Boto Mturk Tutorial: Fetch results and pay workers

This is another tutorial of the mturk series, in this one I will explain how to fetch the ready results from mturk trough python boto and how to approve or reject payments to the workers.
Before continue I suggest you to read my first tutorial about boto and mturk if you didn’t it already.

Well, before continuing for have a good test case I suggest you to publish some hits on the mturk sandbox and do it trough the workers sandxbox, in this way you will have some results ready to be fetched.
The protagonist of this tutorial is the method get_reviewable_hits,

get_reviewable_hits(hit_type=None, status=’Reviewable’, sort_by=’Expiration’, sort_direction=’Ascending’, page_size=10, page_number=1)

as you canunderstand by the name this method fetch the hits that have the status of “reviewable” or “reviewing” this means all the hits that have all assignments (Number of answer required from different workers) completed or that are expired.
As you can also understand from parameters this method give you back by default just the first 10 reviewable hits, the maximum page size that you can have is 100, this means that if you have more than 100 hits ready you have to call this method more than one time with incremental page number.
Well, the first thing that we do is write a method that fetches all reviewable hits, it accept as unique parameter an mturk connection object.

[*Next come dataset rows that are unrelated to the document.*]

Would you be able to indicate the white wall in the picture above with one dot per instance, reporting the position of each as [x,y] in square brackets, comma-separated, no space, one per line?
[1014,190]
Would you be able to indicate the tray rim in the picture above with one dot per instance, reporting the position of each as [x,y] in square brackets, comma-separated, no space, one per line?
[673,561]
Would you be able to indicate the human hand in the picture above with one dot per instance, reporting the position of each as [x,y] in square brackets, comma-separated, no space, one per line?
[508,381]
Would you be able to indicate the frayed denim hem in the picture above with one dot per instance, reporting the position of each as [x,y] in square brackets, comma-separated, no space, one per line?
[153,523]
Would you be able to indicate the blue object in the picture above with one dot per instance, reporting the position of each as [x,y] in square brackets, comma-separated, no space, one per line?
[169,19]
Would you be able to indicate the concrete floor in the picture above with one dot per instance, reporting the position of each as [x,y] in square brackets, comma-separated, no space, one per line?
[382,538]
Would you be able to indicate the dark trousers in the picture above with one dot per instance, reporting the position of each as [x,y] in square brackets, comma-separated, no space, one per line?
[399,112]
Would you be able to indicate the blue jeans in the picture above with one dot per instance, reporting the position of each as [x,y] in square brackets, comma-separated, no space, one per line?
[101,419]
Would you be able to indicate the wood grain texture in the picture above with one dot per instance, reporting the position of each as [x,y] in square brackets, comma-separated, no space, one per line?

def get_all_reviewable_hits(mtc):
    page_size = 50
    hits = mtc.get_reviewable_hits(page_size=page_size)
    print "Total results to fetch %s " % hits.TotalNumResults
    print "Request hits page %i" % 1
    total_pages = float(hits.TotalNumResults)/page_size
    int_total= int(total_pages)
    if(total_pages-int_total>0):
        total_pages = int_total+1
    else:
        total_pages = int_total
    pn = 1
    while pn < total_pages:
        pn = pn + 1
        print "Request hits page %i" % pn
        temp_hits = mtc.get_reviewable_hits(page_size=page_size,page_number=pn)
        hits.extend(temp_hits)
    return hits

The list of hits returned by the method is a list of boto HITS objects.
This object doesn’t contain the assignments, you have to call another method for get the assignments of a particular HIT id.
The next step is tho iterate trough this list and for each HIT calls the method get_assignments(hit_id)

This method will return all the answers to your hits.
Below the complete script for print to screen all the assignments of your hits.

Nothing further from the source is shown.